Obat-obatan diberikan. Terapi demi terapi dijalani. Dan perlahan, kemampuanku untuk merasakan dunia yang tak terlihat mulai menghilang. Termasuk Ethan. Suaranya, kehangatannya, bahkan bayangannya—semuanya memudar, seperti ditiup angin hingga tak tersisa.
Tapi ia tetap di sana. Dalam tiap napas, tiap keraguan, tiap malam sunyi.
Suatu malam, Ibu Rita duduk bersamaku di dapur. Kami berbincang pelan, lalu aku bertanya, "Bu... Percayakah jika ku katakan Ethan masih ada di sini?" Ia memandangku lama sebelum menjawab, “Karena tubuhnya tidak kuat, Nak. Saat itu dia sudah sangat lemah. Tapi... tahukah kamu? Ia pernah bilang padaku: ‘Aku janji sama Rembulan buat nggak pergi. Aku akan tetap temani dia sampai dia besar.’ Mungkin… mungkin itulah kenapa kamu terus merasakan kehadirannya. Karena dia menepati janji.”

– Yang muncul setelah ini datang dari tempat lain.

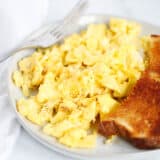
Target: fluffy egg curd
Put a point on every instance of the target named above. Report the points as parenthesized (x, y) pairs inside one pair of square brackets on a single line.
[(81, 79)]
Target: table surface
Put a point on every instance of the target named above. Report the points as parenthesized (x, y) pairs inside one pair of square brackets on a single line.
[(147, 10)]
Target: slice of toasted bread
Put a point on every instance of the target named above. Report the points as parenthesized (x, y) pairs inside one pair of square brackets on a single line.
[(137, 119)]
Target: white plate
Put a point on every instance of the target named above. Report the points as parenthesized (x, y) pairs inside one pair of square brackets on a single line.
[(118, 149)]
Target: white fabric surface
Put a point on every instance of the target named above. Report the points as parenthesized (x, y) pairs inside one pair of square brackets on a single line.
[(10, 129), (18, 19)]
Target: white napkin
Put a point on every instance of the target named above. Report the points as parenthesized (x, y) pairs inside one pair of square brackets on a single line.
[(9, 128), (18, 19)]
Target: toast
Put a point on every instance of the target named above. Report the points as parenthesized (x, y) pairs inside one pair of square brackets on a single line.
[(137, 119)]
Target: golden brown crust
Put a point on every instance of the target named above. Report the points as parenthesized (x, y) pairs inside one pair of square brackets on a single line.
[(138, 117)]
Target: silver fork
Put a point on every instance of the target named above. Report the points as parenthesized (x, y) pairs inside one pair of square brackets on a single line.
[(55, 32)]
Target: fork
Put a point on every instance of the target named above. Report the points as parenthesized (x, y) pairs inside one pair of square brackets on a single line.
[(55, 32)]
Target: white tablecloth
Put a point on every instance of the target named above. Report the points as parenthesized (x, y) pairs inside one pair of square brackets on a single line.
[(26, 147)]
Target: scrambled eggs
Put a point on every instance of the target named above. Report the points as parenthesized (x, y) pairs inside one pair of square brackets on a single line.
[(81, 78)]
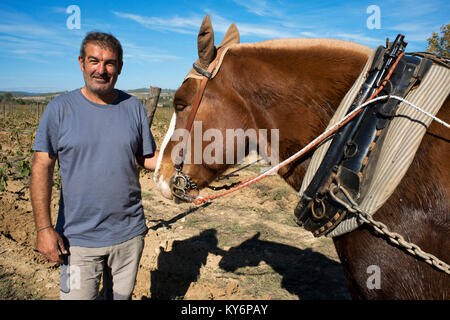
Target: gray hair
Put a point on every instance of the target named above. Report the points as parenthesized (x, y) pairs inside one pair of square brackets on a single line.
[(104, 40)]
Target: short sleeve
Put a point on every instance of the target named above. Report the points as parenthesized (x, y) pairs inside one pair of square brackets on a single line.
[(46, 139), (148, 142)]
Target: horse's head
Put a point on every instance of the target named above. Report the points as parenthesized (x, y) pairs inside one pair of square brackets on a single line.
[(202, 144)]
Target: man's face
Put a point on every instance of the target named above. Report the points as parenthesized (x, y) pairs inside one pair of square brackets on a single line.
[(100, 68)]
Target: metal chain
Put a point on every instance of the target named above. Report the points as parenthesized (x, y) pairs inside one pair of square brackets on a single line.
[(383, 229)]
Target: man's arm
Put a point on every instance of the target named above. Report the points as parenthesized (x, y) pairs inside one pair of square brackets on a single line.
[(148, 162), (48, 240)]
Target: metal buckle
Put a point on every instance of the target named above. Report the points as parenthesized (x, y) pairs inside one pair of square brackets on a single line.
[(181, 185)]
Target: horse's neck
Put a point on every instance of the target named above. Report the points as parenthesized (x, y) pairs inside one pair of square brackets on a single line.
[(297, 93)]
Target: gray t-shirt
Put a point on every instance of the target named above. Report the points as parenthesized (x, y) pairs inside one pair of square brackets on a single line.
[(96, 146)]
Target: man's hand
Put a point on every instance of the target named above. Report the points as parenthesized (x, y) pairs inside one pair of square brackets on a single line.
[(51, 245)]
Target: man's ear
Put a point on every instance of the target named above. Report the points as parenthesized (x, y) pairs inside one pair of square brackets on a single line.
[(80, 60)]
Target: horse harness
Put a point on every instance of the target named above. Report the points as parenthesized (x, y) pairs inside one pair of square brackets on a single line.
[(181, 184), (349, 161)]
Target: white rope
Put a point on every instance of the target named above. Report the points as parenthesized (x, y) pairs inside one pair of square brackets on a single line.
[(324, 134)]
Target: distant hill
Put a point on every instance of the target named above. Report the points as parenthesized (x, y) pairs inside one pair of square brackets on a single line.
[(22, 94)]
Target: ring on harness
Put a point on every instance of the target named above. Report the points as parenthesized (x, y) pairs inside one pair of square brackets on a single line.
[(354, 147)]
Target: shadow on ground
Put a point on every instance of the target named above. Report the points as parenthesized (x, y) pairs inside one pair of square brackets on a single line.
[(305, 273)]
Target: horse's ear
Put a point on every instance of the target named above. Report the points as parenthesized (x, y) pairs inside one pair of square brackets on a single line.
[(231, 37), (205, 42)]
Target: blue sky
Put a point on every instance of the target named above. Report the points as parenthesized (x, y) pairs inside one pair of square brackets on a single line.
[(38, 52)]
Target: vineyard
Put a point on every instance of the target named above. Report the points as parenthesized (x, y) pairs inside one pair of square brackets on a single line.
[(241, 247)]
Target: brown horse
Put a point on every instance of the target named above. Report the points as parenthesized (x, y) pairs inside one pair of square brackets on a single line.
[(295, 86)]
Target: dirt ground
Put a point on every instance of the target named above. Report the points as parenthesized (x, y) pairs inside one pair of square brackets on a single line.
[(243, 246)]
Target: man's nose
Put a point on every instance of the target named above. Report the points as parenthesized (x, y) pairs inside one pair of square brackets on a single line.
[(101, 68)]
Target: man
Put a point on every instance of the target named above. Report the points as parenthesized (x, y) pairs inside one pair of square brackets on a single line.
[(96, 133)]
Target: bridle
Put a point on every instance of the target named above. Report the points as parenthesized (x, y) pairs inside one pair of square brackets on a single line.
[(181, 184)]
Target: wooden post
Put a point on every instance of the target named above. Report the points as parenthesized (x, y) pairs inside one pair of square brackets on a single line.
[(152, 103)]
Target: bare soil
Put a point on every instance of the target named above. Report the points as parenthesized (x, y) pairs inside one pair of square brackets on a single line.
[(242, 246)]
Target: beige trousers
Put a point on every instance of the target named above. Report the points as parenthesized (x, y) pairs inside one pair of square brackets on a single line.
[(81, 273)]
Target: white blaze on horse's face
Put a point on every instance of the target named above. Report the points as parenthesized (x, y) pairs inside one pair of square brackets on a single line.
[(162, 183)]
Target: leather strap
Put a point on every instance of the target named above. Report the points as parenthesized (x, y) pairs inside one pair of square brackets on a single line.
[(196, 105)]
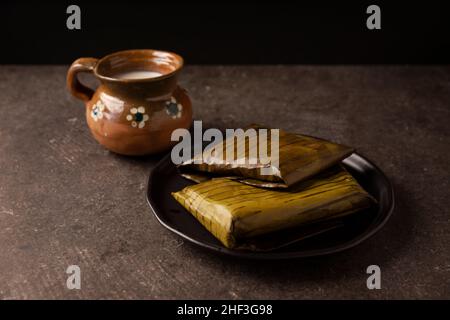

Waktu kami di dunia hanya empat bulan. Tapi janji Ethan melampaui batas itu. Cinta polosnya, kasihnya yang lembut, telah menjadi penjaga dalam hidupku. Ia tak pernah pergi.
Dan aku akan terus mengingatnya, selama jiwaku masih terhubung pada langit yang sama di mana ia kini berada.